Descartes y el racionalismo moderno definen esta evidencia como claridad y distinción en el propio pensamiento. Son claras aquellas ideas que nos aparecen perfectamente delimitadas de cuanto no es de ellas mismas; son distintas aquellas cuyas partes o elementos se diferencian nítidamente. Descartes, obligado por los principios filosóficos de que partió, al nos salir del puro pensamiento, que considera única realidad inmediata y por sí misma justificable, no reconoce otra evidencia fuera de la subjetiva, que es la característica de determinados pensamientos en su estructura ideal.
Pero la evidencia, como criterio de verdad, exige una fundamentación; esto es, un apoyo en la claridad del objeto intencional al que el pensamiento se refiere. Precisamente por esto, San Agustín iba más allá de la experiencia indubitable del propio pensar (su objeción al escepticismo) a través del descubrimiento de unas verdades objetivas y superiores -las verdades matemáticas, los primeros principios…- que se imponen al espíritu como verdades eternas, válidas por sí mismas y de origen divino. Sin necesidad de recurrir a esta teoría agustiniana de la iluminación divina del espíritu, debemos reconocer en la evidencia objetiva (fundamentada) criterio último de certeza.
Existen, ciertamente, certezas fundamentadas en la fe y también en una probabilidad razonable, pero el criterio definitivo que justifica la certeza característicamente humana radicará en esa evidencia objetiva que, por si misma, determina un juicio fundamentado y merecedor de adhesión firme.
CONCLUSIÓN: CONOCER Y SER
Podemos concluir que, dada la función receptiva del conocimiento, los sentidos se moldean sobre los datos sensibles, y la inteligencia sobre los elementos inteligibles, de tal modo que el alma es (o puede llegar a ser) en cierto modo todas las cosas, aproximándose así a Dios en quien todo preexiste. El conocimiento acaba por transformarse así en una forma más perfecta y compleja de ser: ser otro al propio tiempo que él mismo.

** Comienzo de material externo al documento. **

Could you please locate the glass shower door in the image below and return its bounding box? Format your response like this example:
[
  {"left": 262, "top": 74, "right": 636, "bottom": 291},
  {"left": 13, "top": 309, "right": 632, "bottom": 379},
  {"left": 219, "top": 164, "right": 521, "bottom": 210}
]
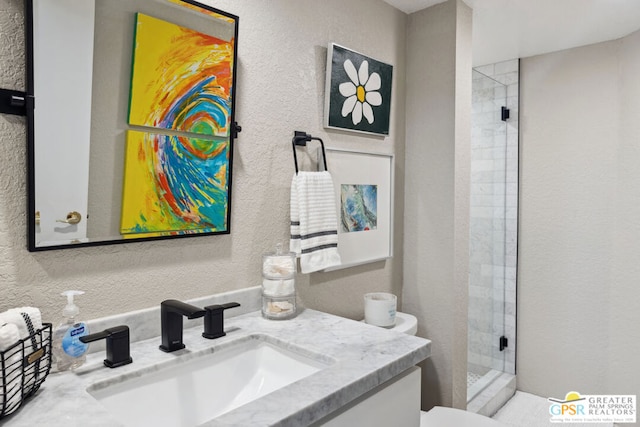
[{"left": 467, "top": 69, "right": 508, "bottom": 401}]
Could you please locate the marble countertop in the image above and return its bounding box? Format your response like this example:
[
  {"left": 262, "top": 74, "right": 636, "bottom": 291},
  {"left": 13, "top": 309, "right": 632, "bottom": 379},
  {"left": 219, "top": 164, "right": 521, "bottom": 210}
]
[{"left": 3, "top": 308, "right": 430, "bottom": 427}]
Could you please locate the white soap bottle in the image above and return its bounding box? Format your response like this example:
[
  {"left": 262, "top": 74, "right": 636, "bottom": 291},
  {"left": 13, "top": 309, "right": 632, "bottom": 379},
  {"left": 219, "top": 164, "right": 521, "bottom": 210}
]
[{"left": 52, "top": 290, "right": 89, "bottom": 371}]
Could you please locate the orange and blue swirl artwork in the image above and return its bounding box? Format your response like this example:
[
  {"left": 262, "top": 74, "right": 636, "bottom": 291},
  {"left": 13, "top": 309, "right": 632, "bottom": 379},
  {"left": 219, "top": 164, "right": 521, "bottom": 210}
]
[
  {"left": 120, "top": 130, "right": 229, "bottom": 235},
  {"left": 122, "top": 13, "right": 233, "bottom": 235},
  {"left": 128, "top": 13, "right": 233, "bottom": 136}
]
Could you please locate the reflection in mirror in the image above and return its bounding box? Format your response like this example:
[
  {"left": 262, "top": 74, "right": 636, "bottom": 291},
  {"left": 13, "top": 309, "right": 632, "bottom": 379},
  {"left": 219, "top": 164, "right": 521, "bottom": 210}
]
[{"left": 27, "top": 0, "right": 238, "bottom": 250}]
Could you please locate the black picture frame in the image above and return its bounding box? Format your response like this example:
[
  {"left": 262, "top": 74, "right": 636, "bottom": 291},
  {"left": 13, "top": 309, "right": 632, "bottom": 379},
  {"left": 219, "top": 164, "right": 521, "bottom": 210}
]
[
  {"left": 24, "top": 0, "right": 239, "bottom": 251},
  {"left": 324, "top": 43, "right": 393, "bottom": 136}
]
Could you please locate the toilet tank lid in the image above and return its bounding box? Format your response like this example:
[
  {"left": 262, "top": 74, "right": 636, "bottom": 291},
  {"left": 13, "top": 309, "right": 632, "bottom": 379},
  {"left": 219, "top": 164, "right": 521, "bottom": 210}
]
[
  {"left": 393, "top": 312, "right": 418, "bottom": 335},
  {"left": 360, "top": 311, "right": 418, "bottom": 335}
]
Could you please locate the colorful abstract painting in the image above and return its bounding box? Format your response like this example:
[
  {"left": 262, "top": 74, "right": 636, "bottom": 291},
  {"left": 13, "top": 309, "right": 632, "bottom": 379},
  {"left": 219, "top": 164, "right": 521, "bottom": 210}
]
[
  {"left": 340, "top": 184, "right": 377, "bottom": 233},
  {"left": 128, "top": 13, "right": 234, "bottom": 136},
  {"left": 120, "top": 130, "right": 230, "bottom": 235}
]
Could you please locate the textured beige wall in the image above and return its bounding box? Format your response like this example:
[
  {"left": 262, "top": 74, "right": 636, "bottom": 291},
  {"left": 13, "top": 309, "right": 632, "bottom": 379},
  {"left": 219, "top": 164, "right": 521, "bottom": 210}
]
[
  {"left": 452, "top": 0, "right": 472, "bottom": 409},
  {"left": 0, "top": 0, "right": 406, "bottom": 323},
  {"left": 404, "top": 0, "right": 471, "bottom": 410},
  {"left": 519, "top": 31, "right": 640, "bottom": 407}
]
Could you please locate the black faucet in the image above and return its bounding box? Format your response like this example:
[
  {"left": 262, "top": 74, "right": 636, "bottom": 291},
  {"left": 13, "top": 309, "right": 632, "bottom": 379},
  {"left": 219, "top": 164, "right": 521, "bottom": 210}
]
[
  {"left": 202, "top": 302, "right": 241, "bottom": 339},
  {"left": 159, "top": 299, "right": 206, "bottom": 352},
  {"left": 80, "top": 325, "right": 133, "bottom": 368}
]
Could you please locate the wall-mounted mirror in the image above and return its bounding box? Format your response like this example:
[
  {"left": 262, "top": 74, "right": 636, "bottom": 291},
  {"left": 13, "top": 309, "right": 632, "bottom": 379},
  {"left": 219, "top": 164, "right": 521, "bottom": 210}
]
[{"left": 25, "top": 0, "right": 239, "bottom": 251}]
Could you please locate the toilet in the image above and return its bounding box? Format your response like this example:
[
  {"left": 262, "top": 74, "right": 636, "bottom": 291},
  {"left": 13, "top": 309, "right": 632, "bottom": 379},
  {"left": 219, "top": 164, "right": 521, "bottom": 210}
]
[
  {"left": 419, "top": 406, "right": 503, "bottom": 426},
  {"left": 384, "top": 312, "right": 504, "bottom": 427}
]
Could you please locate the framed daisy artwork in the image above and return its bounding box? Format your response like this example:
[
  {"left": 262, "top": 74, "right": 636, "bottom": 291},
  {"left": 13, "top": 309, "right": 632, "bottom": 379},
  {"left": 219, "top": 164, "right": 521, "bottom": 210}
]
[{"left": 324, "top": 43, "right": 393, "bottom": 136}]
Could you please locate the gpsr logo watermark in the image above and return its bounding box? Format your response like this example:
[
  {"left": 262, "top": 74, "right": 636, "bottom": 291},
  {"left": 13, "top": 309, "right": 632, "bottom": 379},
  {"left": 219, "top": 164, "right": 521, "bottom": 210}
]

Todo ser posee una forma substancial propia que determina en él sus perfecciones y sus tendencias ciegas e innatas. El ser cognoscente es, además, capaz de asimilar, por vía intencional, las formas de otros seres que determinan en él nuevas perfecciones y formas superiores de tendencia. Y, en fin, la capacidad de reflexión engendra en el entendimiento la conciencia de la verdad del juicio (ese descansar en la certeza) a través de la evidencia objetiva. Porque, como dice Santo Tomás, “puede (el espíritu) descansar en la posesión cierta de la verdad cuando, reflexionando sobre el juicio y comparándolo con el dato percibido, se da cuenta de que aquello que afirma corresponde con aquello que es”.
BIBLIOGRAFÍA
- Gambra, R. (2014). Historia sencilla de la Filosofía. Madrid: Rialp.
- Morente Manuel García. (2010). Lecciones preliminares de filosofía. México: Epoca
- Balmes, J. L. (1986). El criterio. Madrid: Espase-Calpe.
- Aquino Tomás de, González Ángel Luis, & Fernando Sellés Dauder Juan. (2003). De veritate. Pamplona: Servicio de Publicaciones de la Universidad de Navarra.